Hint 5: How To Tell When A Steak Is Cooked
A rare steak will be cooked to 130 degrees, and you should not eat steak any cooler than this. A well-done steak...well, it’s not a steak in my opinion. But if you must, the max temperature for a steak is 165 degrees.
Bear in mind that the longer that you cook the steak, the drier it will be.
I should tell you I use a digital meat thermometer to check my steaks. But I don’t. I gently press down on the steak with my tongs and can tell from the firmness if my steak is ready. It’s a gift, what can I say?
But, seriously. In time, you will be able to tell if your steak is done by the firmness as well. It’s just a lot of experience grilling.

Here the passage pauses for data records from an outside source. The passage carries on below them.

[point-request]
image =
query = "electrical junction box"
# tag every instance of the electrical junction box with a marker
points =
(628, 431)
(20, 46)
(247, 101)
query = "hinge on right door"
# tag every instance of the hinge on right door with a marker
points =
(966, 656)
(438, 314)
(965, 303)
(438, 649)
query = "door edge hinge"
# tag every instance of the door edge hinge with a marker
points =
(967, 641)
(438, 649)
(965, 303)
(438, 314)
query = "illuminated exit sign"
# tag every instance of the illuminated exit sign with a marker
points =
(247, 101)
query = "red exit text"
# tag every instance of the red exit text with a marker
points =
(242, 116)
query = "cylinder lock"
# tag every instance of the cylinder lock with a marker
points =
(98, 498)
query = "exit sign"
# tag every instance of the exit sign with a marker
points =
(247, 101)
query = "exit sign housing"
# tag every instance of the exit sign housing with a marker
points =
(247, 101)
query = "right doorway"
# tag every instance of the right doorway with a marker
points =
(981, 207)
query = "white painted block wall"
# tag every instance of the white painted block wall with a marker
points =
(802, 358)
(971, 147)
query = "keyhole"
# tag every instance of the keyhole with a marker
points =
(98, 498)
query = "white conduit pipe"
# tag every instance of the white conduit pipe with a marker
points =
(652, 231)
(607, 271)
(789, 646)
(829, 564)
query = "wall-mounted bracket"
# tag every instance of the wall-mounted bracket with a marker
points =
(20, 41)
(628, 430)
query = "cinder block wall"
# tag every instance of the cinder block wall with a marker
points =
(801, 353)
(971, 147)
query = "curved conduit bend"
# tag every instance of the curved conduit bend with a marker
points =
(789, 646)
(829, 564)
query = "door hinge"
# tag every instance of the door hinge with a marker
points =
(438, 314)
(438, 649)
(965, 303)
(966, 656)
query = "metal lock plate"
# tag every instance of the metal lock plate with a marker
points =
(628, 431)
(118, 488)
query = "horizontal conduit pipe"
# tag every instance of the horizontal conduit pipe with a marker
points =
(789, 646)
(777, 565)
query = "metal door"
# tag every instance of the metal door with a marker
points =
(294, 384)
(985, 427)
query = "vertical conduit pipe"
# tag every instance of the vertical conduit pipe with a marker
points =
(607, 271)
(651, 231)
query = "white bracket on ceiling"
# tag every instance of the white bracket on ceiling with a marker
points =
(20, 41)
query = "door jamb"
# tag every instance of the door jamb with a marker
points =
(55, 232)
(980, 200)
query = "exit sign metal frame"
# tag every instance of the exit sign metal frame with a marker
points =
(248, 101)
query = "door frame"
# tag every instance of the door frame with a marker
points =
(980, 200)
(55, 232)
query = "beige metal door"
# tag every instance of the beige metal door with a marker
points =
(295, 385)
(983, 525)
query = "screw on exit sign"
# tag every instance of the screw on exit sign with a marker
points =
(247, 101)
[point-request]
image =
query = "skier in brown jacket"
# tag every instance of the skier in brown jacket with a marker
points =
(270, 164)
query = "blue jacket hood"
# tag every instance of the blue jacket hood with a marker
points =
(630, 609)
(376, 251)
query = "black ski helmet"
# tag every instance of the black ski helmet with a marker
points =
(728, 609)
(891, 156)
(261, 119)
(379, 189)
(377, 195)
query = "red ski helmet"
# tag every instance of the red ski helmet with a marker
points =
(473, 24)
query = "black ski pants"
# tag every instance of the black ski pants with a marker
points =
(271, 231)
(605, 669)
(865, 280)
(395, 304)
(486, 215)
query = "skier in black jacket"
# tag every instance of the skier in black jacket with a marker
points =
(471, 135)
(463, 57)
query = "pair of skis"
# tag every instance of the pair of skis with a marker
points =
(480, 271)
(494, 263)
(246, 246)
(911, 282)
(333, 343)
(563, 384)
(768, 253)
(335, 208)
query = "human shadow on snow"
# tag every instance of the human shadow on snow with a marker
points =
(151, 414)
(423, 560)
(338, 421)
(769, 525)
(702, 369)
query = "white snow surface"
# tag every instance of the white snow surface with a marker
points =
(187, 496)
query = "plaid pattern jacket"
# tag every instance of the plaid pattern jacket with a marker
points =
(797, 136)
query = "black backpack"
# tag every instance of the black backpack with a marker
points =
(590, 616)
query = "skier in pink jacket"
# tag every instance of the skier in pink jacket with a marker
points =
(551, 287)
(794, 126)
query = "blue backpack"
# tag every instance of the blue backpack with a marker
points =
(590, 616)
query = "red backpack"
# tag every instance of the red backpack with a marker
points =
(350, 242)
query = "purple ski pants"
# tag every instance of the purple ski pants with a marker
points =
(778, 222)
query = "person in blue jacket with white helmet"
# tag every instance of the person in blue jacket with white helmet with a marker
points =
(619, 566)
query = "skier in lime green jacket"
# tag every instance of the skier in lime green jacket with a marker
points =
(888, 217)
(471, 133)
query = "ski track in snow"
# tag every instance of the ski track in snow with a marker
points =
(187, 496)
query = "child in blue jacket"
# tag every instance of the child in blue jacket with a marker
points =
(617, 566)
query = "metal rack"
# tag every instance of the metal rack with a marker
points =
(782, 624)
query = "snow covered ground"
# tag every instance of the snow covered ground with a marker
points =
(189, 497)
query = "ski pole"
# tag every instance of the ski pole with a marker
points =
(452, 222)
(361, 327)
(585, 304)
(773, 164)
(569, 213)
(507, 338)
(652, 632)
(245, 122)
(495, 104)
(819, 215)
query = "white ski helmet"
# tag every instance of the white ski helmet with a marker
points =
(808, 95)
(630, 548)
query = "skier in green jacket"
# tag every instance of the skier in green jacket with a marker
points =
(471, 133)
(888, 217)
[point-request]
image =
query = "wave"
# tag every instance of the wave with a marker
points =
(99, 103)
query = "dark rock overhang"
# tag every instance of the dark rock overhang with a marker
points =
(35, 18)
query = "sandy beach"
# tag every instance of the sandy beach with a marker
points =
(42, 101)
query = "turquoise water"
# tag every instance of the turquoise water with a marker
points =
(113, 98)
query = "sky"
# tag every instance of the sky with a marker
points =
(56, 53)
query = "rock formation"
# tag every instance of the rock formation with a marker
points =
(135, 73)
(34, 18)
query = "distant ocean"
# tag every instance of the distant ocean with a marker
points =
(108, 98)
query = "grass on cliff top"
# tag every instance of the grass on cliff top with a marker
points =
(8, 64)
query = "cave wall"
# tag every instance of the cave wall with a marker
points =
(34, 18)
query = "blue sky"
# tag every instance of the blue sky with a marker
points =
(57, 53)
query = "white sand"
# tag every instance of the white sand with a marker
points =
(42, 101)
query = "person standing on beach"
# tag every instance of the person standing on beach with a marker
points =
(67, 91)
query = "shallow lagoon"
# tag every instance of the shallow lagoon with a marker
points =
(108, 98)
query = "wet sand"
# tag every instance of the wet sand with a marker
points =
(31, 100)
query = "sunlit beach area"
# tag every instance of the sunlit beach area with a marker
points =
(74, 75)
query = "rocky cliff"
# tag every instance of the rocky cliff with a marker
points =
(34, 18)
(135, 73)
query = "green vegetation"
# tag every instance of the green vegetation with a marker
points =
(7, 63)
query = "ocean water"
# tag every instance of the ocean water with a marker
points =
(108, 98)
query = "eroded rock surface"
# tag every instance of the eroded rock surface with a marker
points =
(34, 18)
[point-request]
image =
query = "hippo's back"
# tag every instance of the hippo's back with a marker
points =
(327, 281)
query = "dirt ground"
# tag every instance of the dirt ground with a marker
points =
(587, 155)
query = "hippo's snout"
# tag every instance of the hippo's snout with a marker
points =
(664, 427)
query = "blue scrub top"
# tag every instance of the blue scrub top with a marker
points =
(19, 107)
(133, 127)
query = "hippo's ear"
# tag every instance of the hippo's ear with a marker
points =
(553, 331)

When I first started grilling, I had a period of trial and error. One thing that I found is this...if you are unsure if a steak is done, check it! If you overcook it, you can’t uncook it. Of course, if you undercook it, you can pop it back on for another two or three minutes.
Hint 6: Let It Rest
After you’ve removed your steaks, let them rest, uncovered, for 5 minutes. The juices will redistribute into the pores of the meat evenly to give you that juicy flavor you crave.
As you are waiting to cut into the steak, resist the temptation, or you’ll release all those wonderful juices!
In summary, following these hints will have you wielding your tongs and spatula like a pro in no time! Soon, you’ll be the host whose grill-slaying skills is the envy of all your friends.
So tie on that grilling apron, and get to grilling!